There’s a core of sadness in Don’t Call Me Urban!; The missed opportuntities, the victims of violence, the people behind bars – even just the way so many of the people Wheatley meets drift out of contact. The photos themselves illustrate, again, the provinciality of grime, its inescapable link to the grey dampness of British life. The kids in the photos wear old trainers and tops which have seen better days. The sky is overcast. The streets are filled with rubbish. Some of the artists talk of worldwide record and clothing empires, but Wheatley’s photos fall on the side of the MC who sees grime as a hobby, a bit of fun for evenings and weekends. The images range from posed mean-mug portraits to unguarded moments of happiness or reflection. A horde of young lads in their early teens desperately scrabble for the microphone at a youth club. Delusion stares blankly into the distance, eyes lidded as he bags up weed. A teenager plays his new song for an expectant extended family.

 

As we begin 2014, it’s hard to know what to think about grime. Opinions vary: Grime is dead. Grime is more popular than ever. Grime is a hermetically-sealed, calcified musical style which is locked into a downward evolutionary spiral. Grime is influencing and being influenced by dozens of other types of music as (some of) its luminaries top the charts and team up with bonafide mainstream pop stars. Wherever grime is now, Don’t Call Me Urban! brings it back to where it all began: young people on the streets.
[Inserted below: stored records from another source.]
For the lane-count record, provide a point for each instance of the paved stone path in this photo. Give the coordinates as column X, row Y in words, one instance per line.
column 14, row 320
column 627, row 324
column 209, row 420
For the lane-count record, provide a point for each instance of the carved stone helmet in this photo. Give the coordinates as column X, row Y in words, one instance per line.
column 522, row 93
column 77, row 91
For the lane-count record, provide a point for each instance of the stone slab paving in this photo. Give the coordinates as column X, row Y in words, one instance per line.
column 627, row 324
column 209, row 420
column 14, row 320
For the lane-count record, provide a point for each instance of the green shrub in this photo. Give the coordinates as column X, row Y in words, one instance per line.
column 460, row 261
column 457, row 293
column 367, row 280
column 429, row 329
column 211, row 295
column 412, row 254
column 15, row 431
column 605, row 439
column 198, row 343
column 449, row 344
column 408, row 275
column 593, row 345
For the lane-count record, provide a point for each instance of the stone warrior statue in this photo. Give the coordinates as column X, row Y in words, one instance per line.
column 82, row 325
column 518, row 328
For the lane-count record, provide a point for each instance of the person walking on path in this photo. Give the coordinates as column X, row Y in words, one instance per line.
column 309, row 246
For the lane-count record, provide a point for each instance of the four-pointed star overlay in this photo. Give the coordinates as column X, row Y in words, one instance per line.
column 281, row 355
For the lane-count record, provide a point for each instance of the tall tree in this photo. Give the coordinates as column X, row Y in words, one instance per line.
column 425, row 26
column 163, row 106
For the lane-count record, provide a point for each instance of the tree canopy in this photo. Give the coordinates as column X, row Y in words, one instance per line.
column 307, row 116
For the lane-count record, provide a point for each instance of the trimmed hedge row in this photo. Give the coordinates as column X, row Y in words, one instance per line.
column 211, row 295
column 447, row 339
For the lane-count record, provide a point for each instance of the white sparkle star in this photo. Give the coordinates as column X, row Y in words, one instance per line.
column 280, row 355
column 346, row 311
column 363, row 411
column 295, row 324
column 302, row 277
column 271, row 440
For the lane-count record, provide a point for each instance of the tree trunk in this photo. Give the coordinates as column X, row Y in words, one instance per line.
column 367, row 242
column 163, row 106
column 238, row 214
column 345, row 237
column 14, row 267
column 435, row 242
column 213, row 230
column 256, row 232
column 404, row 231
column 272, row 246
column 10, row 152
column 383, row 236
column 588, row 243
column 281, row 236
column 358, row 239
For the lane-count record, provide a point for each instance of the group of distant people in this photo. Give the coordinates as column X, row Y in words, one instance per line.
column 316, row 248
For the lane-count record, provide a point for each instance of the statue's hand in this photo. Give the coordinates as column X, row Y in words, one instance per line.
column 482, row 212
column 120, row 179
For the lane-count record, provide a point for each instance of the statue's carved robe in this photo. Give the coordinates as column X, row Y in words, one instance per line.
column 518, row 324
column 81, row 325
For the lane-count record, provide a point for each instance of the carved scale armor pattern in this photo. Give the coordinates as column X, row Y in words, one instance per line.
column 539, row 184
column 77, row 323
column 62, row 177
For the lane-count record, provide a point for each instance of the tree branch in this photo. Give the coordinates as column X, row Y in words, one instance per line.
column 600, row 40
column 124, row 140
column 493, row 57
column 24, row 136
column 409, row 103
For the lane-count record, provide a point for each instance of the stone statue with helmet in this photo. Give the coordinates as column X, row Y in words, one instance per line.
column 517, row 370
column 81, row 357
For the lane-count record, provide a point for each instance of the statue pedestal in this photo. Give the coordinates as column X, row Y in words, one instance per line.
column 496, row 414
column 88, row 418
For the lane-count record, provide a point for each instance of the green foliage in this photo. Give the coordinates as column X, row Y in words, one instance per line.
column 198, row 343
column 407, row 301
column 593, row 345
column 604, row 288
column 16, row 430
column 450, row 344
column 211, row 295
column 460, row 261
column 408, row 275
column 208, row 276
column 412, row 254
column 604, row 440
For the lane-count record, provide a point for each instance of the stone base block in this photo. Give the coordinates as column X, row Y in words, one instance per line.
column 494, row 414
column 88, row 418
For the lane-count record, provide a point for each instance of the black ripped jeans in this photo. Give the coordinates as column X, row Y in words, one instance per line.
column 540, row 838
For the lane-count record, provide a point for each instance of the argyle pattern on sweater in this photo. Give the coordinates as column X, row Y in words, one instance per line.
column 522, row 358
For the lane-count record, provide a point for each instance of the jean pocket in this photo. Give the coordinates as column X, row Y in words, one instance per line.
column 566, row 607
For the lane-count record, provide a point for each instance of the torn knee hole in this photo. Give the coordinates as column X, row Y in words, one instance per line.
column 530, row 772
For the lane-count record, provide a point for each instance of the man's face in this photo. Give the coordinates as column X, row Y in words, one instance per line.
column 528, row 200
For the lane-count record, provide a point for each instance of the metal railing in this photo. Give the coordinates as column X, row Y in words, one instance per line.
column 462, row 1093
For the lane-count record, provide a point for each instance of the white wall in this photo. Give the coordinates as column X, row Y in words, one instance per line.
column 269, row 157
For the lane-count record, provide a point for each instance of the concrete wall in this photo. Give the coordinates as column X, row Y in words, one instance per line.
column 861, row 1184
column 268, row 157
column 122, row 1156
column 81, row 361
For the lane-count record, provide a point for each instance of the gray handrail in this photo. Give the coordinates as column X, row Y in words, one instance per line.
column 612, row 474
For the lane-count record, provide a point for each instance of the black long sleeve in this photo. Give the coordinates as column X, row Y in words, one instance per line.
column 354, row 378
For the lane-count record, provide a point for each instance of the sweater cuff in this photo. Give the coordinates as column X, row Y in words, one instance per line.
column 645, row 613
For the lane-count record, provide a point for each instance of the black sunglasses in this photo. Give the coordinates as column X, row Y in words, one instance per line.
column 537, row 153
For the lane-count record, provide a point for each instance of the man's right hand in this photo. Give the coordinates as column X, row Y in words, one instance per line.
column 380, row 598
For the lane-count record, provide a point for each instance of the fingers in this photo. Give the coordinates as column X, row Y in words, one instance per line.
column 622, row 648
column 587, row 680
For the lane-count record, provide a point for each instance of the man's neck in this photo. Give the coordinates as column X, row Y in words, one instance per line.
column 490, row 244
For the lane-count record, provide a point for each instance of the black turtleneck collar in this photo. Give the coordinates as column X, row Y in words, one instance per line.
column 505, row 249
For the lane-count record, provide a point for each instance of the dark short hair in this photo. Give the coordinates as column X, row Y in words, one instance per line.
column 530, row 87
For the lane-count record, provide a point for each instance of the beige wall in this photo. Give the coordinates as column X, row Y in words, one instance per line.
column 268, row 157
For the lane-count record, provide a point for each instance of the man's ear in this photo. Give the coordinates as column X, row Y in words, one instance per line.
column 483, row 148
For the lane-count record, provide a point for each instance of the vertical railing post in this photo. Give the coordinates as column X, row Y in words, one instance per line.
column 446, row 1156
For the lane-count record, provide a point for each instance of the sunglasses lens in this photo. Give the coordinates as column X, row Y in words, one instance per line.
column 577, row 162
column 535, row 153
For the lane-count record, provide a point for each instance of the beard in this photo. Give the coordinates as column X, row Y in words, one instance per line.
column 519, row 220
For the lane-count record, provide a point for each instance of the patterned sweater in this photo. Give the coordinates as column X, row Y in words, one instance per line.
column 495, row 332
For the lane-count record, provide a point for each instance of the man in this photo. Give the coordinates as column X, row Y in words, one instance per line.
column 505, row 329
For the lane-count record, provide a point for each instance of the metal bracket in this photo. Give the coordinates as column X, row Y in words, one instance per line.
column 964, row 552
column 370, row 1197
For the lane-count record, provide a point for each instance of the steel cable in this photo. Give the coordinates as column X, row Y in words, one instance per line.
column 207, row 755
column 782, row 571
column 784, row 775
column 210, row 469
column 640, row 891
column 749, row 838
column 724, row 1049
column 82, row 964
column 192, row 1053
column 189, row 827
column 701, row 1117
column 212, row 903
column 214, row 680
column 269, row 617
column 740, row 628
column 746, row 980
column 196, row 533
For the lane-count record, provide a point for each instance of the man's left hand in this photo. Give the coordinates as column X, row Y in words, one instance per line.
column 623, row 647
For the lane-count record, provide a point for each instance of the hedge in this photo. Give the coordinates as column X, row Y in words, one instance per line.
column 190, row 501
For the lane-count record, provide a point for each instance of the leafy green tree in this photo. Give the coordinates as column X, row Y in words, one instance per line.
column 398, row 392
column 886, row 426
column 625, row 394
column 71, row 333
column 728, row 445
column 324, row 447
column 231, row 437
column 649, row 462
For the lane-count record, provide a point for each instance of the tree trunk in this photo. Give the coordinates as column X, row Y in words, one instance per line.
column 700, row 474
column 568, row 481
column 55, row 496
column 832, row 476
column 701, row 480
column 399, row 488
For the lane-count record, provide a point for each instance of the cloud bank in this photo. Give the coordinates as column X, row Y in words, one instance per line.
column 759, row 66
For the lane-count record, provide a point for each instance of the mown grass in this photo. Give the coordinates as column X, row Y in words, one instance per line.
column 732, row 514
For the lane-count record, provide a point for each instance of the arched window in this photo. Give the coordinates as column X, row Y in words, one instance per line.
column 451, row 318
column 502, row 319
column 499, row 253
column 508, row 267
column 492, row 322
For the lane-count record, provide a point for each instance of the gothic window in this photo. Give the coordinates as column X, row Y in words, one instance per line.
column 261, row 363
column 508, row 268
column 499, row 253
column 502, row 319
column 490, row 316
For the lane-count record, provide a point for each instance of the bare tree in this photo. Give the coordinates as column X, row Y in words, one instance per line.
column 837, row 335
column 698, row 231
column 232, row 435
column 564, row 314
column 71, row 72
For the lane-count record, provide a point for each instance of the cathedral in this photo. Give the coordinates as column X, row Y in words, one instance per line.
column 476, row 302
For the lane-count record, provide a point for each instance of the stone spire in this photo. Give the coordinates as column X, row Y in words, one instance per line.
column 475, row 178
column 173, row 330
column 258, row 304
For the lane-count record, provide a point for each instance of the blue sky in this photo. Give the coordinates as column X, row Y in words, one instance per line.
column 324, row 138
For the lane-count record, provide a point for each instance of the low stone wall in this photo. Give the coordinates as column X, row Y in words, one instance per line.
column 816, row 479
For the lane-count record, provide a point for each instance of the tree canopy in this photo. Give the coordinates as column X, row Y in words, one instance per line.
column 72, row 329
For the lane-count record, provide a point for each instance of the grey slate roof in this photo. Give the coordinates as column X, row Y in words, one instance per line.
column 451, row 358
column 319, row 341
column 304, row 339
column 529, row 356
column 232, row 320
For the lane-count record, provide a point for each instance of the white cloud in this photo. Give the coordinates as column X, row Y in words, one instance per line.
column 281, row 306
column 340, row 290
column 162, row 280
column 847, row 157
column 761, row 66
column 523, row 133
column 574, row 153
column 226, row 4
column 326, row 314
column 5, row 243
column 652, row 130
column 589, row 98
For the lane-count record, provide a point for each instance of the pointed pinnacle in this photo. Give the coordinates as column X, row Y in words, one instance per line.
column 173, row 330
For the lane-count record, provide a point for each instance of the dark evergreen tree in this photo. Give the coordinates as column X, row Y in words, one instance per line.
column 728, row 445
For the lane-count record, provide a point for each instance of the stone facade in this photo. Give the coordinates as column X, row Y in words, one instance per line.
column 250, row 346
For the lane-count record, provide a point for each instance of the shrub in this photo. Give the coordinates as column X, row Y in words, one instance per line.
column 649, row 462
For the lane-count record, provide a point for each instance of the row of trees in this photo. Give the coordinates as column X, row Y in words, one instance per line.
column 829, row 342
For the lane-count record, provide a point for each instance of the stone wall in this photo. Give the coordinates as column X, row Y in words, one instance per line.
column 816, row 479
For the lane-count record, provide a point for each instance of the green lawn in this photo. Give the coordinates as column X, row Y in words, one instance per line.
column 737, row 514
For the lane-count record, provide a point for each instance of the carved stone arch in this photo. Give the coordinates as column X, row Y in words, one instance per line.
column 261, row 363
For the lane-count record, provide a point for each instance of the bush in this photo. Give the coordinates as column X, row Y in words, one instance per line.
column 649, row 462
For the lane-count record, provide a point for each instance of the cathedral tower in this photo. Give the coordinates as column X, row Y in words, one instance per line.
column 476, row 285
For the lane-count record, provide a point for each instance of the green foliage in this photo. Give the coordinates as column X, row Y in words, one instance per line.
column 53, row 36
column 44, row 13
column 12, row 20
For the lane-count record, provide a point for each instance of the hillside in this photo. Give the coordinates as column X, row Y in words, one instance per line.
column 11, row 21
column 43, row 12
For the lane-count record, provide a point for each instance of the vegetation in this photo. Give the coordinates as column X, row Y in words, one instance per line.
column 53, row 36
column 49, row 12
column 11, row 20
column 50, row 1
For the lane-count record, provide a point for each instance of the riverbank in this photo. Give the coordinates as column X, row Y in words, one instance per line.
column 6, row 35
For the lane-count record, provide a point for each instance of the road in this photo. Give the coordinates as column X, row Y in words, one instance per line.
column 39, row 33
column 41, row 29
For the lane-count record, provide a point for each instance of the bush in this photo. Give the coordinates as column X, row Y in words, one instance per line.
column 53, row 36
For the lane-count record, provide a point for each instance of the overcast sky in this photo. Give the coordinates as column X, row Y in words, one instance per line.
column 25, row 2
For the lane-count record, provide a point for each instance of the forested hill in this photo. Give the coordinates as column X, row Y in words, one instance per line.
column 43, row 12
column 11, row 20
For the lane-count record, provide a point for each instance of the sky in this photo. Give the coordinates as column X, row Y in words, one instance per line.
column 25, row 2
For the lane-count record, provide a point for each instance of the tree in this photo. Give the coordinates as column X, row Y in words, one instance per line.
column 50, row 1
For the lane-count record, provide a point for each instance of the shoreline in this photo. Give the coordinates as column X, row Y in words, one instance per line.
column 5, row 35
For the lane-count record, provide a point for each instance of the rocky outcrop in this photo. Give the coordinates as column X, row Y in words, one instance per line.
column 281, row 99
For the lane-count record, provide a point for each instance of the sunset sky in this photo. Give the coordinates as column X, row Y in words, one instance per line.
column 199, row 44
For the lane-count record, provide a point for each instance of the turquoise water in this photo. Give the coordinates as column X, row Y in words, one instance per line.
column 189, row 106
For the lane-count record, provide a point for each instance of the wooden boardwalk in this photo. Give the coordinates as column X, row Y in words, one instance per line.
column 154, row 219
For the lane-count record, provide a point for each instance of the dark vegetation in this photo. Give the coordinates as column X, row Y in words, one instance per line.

Buy Don’t Call Me Urban! here.

CORRECTION 13.08.2015: The book’s author, Simon Wheatley, emailed me recently to point out an error in my review. The original version of this review talked about Delusion having a young son; it was another figure in the book, Complex, who had a family. I apologise for my inaccuracy. The original version also said that Simon met Delusion “a handful of times”, and my reading of the book was that Simon’s association with many of his subjects was fragmented and temporary, but Simon also informed me that he is still in regular contact with plenty of the people he photographed, over ten years after starting the project; for example, he met Delusion “a lot more than a handful of times” and still sees him occasionally. Don’t Call Me Urban! is now being re-released as an iPad app, available here.